One of the no-nos in the current climate is touching your face. For this correspondent, at least, that can be a hellishly tricky thing to avoid given that my futile golfing exertions lead to me spending a lot of time with my head buried in my hands as another inexplicable, flabbergasting shot skitters woefully into self-isolation.

Our hands are our enemies, say the experts. Funnily enough, plenty of golfers will agree with that statement as they stand over a dinky, downhill chip and display about as much lightness of touch as a gorilla at the height of the mating season.

Despite all the agonising that golf can induce, the challenges, the charm and the camaraderie of this great game, particularly for the large, loyal and longer-in-thetooth legions of its significant elderly population, remain good for body and mind. With a few behavioural, health-conscious modifications before, during and after a round, it can still provide a much-needed antidote – and some much-needed escapism – from the current tumult.

There will, understandably, be many thinking twice about heading out for a routine round. Others will carry on regardless. Golfers are great creatures of habit, after all, but those habits are going to be sorely tested in the days, weeks and months ahead. How the club game emerges from this is anybody’s guess. The important thing, of course, is that you and yours look after each other. And if you have any column ideas, feel free to get in touch…


Glasgow Times:

TALK of golf’s £183million Premier Golf League at the weekend, with Brooks Koepka and Jon Rahm becoming the latest big-name players to indicate their lack of interest, appears all very trivial in the current situation.

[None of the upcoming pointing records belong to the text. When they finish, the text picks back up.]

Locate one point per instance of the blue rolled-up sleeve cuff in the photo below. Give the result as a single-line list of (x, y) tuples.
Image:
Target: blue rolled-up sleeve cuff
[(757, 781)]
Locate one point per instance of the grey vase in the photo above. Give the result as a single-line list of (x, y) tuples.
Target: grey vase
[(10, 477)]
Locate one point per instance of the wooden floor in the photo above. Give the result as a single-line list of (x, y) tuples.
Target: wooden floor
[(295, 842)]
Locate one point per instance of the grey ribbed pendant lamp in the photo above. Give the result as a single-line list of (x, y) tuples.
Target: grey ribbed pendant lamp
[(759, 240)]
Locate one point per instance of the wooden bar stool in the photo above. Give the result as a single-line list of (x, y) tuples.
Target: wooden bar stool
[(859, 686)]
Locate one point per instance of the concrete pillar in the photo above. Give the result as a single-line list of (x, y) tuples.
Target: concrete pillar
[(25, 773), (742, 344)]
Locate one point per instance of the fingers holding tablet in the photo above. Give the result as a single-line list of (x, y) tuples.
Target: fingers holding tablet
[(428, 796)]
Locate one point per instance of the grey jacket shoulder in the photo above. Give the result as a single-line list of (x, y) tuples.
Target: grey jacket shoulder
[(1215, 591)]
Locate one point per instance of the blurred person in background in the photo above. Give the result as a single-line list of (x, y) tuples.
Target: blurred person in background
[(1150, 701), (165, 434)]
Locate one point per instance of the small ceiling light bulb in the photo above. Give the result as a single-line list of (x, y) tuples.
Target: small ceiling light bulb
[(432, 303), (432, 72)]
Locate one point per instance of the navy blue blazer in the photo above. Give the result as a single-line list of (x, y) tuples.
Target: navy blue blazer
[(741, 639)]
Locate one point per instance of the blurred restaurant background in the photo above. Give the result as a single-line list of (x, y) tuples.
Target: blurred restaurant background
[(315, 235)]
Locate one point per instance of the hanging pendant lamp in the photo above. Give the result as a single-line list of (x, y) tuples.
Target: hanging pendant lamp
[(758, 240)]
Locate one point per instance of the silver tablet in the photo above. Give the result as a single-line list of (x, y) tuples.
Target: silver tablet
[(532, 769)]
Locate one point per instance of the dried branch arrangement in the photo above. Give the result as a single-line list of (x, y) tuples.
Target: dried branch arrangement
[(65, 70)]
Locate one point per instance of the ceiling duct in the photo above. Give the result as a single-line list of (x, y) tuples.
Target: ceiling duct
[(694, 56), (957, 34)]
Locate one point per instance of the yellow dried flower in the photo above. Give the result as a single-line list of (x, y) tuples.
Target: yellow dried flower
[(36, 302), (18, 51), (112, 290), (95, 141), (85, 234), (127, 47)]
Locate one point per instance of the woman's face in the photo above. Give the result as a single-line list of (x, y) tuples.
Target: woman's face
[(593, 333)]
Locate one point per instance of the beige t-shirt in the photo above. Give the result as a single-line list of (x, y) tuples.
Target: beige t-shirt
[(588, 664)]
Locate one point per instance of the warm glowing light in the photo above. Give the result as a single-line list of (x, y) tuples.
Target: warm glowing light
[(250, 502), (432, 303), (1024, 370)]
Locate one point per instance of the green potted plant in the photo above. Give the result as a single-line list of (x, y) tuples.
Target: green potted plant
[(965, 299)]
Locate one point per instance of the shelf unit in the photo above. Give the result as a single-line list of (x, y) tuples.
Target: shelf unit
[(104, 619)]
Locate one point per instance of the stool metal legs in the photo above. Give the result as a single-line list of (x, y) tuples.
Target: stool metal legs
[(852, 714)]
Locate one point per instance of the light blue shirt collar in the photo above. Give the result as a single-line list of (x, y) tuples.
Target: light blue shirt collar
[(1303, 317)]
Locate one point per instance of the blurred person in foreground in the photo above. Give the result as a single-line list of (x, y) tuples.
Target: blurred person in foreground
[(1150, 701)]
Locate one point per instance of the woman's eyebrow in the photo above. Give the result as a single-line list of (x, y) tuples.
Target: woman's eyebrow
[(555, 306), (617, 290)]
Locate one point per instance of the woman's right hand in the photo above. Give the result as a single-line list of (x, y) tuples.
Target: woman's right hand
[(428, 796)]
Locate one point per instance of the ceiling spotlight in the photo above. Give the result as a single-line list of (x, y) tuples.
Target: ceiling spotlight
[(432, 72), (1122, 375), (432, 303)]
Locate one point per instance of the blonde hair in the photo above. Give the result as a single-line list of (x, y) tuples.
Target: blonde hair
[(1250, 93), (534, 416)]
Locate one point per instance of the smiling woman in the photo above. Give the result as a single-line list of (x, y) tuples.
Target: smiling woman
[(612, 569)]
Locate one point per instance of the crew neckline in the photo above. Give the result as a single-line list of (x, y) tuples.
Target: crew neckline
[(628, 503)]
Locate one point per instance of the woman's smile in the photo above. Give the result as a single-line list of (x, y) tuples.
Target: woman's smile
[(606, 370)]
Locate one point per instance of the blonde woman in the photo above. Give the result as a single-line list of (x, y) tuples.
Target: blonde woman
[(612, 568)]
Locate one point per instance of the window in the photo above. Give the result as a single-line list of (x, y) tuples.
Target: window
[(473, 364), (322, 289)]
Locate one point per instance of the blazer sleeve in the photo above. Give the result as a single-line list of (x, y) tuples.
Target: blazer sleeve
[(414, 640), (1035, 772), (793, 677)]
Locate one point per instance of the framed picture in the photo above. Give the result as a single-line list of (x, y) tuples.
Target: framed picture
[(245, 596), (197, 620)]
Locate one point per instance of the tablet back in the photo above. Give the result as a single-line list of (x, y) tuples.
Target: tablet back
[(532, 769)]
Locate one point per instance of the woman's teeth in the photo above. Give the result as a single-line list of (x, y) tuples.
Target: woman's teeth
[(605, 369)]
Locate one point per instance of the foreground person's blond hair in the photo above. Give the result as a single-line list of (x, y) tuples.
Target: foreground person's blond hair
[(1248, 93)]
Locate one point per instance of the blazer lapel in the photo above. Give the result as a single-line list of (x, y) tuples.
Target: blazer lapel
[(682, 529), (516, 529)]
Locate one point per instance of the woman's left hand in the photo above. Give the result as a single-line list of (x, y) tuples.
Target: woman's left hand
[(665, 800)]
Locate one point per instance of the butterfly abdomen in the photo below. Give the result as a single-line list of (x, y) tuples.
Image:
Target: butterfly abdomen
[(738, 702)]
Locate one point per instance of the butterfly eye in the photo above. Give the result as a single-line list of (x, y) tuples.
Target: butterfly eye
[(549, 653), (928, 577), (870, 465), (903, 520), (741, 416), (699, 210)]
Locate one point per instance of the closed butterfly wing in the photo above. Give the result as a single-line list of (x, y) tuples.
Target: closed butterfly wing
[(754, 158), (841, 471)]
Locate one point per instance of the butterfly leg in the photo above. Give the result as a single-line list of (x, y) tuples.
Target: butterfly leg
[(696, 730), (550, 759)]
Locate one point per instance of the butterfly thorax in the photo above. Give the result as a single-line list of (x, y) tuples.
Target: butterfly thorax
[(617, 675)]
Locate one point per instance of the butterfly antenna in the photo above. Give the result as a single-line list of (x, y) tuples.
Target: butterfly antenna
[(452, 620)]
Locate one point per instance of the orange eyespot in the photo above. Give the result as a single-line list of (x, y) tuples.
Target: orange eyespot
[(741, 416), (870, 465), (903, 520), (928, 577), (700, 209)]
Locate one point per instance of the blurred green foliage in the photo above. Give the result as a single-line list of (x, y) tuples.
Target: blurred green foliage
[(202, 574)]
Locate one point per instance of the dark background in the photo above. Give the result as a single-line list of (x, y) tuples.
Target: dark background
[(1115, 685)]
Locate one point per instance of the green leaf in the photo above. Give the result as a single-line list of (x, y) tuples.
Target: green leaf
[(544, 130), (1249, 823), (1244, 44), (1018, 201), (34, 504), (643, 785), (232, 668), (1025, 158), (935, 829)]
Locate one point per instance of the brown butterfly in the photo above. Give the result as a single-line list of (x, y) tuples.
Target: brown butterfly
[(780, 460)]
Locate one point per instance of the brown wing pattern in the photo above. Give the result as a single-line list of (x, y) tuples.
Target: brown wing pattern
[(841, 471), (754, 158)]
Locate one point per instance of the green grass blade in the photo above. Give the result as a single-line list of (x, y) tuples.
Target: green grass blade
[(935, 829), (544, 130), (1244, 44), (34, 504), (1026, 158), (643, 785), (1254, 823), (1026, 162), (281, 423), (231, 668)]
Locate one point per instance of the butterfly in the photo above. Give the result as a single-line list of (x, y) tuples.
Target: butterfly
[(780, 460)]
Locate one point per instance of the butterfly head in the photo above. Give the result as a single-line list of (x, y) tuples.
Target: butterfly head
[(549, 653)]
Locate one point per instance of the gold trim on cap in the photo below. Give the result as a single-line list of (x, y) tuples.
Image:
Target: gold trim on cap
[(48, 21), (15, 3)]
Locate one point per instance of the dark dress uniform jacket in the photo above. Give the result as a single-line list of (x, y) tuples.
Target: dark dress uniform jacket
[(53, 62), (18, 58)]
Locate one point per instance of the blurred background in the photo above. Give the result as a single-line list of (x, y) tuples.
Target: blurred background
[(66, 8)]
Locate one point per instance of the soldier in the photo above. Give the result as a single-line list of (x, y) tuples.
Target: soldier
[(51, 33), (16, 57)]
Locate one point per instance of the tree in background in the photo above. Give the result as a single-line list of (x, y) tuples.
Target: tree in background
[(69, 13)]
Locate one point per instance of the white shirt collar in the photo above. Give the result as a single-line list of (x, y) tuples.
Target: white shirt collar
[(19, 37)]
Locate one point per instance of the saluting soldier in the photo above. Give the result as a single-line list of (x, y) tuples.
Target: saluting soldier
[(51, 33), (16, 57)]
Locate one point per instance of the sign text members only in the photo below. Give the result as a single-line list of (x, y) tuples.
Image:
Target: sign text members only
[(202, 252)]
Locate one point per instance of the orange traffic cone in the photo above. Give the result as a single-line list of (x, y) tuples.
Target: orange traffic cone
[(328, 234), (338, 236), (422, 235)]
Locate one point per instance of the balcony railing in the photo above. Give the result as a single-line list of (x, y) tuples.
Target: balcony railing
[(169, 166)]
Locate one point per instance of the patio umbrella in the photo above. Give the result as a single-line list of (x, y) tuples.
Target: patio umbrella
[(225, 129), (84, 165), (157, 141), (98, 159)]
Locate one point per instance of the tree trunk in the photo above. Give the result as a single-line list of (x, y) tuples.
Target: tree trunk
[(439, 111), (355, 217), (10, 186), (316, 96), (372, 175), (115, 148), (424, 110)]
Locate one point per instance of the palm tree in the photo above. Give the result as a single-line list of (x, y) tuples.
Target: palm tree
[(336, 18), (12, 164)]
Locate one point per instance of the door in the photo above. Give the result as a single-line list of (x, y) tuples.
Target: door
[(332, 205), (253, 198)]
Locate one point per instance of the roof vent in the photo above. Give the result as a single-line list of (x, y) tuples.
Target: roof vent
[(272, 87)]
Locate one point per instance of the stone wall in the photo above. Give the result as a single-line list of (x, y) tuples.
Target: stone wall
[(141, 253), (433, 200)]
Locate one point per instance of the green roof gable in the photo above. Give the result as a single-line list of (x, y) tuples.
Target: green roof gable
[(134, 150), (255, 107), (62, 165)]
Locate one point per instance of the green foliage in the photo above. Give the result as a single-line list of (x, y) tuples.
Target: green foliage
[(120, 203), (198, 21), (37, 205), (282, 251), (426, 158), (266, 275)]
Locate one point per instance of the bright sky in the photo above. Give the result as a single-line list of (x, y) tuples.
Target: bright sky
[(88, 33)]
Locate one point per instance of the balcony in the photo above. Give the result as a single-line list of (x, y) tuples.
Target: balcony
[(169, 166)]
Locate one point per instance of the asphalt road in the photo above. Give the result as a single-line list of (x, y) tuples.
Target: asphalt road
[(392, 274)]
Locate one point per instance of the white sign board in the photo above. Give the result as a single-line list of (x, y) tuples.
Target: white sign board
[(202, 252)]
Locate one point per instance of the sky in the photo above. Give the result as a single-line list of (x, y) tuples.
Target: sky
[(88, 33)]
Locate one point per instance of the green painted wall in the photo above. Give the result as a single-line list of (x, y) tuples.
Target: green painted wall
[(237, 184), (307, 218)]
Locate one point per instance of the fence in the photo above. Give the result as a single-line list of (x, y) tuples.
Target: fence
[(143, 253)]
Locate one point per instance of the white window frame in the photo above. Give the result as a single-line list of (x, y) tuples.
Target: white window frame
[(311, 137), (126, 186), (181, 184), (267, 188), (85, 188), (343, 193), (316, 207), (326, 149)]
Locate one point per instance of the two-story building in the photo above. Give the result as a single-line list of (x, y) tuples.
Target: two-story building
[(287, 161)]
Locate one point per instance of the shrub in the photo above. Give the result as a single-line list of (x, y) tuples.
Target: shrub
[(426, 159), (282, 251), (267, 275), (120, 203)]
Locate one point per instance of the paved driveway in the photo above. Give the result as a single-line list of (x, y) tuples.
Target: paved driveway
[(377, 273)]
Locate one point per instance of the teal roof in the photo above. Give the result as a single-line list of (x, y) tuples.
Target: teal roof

The enforced global hiatus won’t have much financial impact on the game’s moneysoaked superstars but life at the coalface of the pro game is not going to be easy for those trying to secure some kind of foothold in a business that is competitive, unforgiving and expensive.

Professional golf at just about every level has been forced to standstill. The bank balances of those trying to make a living from it won’t be doing much either.